Mon, Feb 16, 2009 - Page 8 News List

Taiwanese are not Chinese sheep

By Jerome Keating

International pundits chomping at the bit for something provokingly sensational to declare in past years have said that the 21st century would be China’s century. Power-hungry Chinese searching for the wish fulfillment of their dreams will champion this slogan. And even average Chinese long-suffering from their own self-inflicted humiliations will hopefully proclaim that yes, this is their century.

But it isn’t. In an age of global interdependence and instant news messaging, the 21st century belongs to no one, let alone the dreamers of China and their Taiwanese counterparts.

China will certainly self-destruct before it can claim a century. It is in their blood; it is in their upbringing, it is in their culture. They remain a nation of indoctrinated slaves, indoctrinated sheep. In the end, they will remain children of Bo Yang’s (柏楊) soy paste vat mentality mired in stagnant beliefs imposed by hierarchical paradigms. Just when they have a chance at redemption, the soy paste vat mentality will do them in.

What Lu Xun (魯迅) said nearly a century ago still proves true. Chinese history can be divided into two ages: “the age when the Chinese people wanted to be enslaved but couldn’t and the age when they were enslaved.” Which one they are in now, I leave for you to decide.

A half-century later, Bo Ren (伯仁) wrote to Bo Yang, “The Chinese people have never been able to think of themselves as the masters of China and hence have always acted like slaves. The message hidden in the soy paste vat tells them: China belongs to the emperor, the generals, the ministers, the heroes and the warriors; the common people are destined to be slaves.”

The only change that need be made in Bo Ren’s lines is to substitute the words Politburo Standing Committee (PSC) for emperor.

How do the slave mentality and soy paste vat combine to work together? Begin with a non-transparent, unquestioned government, then add the role of national face that both feeds on and feeds off of the slave mentality and thus perpetuates it. This recently played out in China’s hosting of the Olympics. China spent US$43 billion on the Olympics. Was it worth it? The rulers of China will say that it was and the people will accept this willingly. Then in Orwellian fashion the PSC will claim that it was they and only they that gave the nation face.

It is estimated that London will spend some US$12 billion on the 2012 Olympics. How can the British aim to spend some US$30 billion less than China? Does the UK have less face than China? Or is there something more beneath the surface?
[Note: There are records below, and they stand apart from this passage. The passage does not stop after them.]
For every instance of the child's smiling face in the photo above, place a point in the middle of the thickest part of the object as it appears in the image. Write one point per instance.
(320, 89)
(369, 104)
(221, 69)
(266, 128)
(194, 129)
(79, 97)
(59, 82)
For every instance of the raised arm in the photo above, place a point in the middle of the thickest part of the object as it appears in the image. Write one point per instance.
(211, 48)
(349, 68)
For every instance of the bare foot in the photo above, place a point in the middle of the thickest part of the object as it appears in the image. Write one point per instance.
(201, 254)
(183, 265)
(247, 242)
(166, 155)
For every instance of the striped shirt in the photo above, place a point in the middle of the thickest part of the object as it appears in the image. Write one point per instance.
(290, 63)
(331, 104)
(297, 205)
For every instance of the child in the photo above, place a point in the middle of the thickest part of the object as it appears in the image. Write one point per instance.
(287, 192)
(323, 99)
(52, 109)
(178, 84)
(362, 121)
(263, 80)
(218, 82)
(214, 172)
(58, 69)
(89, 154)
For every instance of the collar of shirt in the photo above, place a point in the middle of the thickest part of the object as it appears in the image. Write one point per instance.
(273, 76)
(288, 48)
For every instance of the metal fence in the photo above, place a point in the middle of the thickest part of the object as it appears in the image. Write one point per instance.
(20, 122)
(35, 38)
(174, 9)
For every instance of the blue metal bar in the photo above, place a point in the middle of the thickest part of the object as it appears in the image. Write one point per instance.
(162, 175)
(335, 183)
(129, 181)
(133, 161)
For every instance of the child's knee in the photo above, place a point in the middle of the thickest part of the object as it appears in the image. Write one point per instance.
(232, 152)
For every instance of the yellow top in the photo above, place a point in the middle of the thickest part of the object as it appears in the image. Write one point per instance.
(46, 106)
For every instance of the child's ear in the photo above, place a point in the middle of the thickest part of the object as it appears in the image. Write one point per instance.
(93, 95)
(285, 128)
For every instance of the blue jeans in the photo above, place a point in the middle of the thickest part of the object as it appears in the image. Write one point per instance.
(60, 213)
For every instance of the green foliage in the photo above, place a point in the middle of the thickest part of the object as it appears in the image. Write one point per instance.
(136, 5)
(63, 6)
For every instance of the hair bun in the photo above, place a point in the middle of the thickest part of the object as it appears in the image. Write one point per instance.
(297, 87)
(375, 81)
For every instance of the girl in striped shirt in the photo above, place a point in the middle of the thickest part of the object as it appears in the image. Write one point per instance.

Forty-three billion dollars is a hefty price tag for face, especially when an individual’s life is so cheap in China. If this is China’s century, why then does it need to buy face at US$43 billion? Do the people of China accept this price tag? Of course they do; they have been indoctrinated to accept it.

Take a different perspective. Some 70,000 people died in poorly constructed homes and schools in last year’s Sichuan earthquakes. The average family that lost children in such schools received approximately US$9,000. Is this a just compensation package in a country that can spend US$43 billion on face?

In a society that enforces a one-child policy, what satisfaction does US$9,000 bring when the family’s dream and pride is buried in crumbled ruins of construction that some politician got rich from?